That also makes it possible to cut about 100 lines from Hugs.Base, and remove some #ifndef __HUGS__ stuff from fptools/libraries.
..forcing all users to pay for this very slight internal improvement by way of increased startup times each time Hugs is loaded. Didn't/doesn't look like a Win to me.
I think bringing the structure closer to the Haskell Prelude and the Hierarchial libraries and having things more modular is probably the Right Thing in the long term (for all the usual software engineering reasons) but we're probably shaking things up enough that we should go with a relatively monolithic Prelude at first. (I'm particularily worried that those bits you were loading are from the hierarchial module world - what's the story in the old hierarchial world?) So how about we stay fairly monolithic in this release and look at where it's useful and possible to be more structured for future releases. -- Alastair ps It's probably safe to assume that Hugs isn't going to learn to cope with mutually recursive modules anytime soon. (I came really, really close to making them work about 5 years ago (diffs could probably be tracked down if interested) but came unstuck due to complex interactions with the typechecker.) That being so, we might sometime want to resurrect the trick I used to get round this when building STG-Hugs (first version of which used code taken direct from the Haskell report).

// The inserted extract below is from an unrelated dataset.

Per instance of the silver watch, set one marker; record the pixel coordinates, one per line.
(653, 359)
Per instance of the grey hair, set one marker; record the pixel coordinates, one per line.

What I did was run the dozen or so modules through a preprocessor (nothing fancy, just cpp) which split each module into two parts: 1) A big blob of code with no module header - these were all concatenated to produce Prelude_Core (or whatever I called the module); and 2) A module consisting of the old module header and a body which just imported Prelude_Core so that it could be re-exported. Whether we do this or not depends a bit on how much recursion the libs we use contain - probably not much seeing as how the GHC folk tend to avoid recursion too.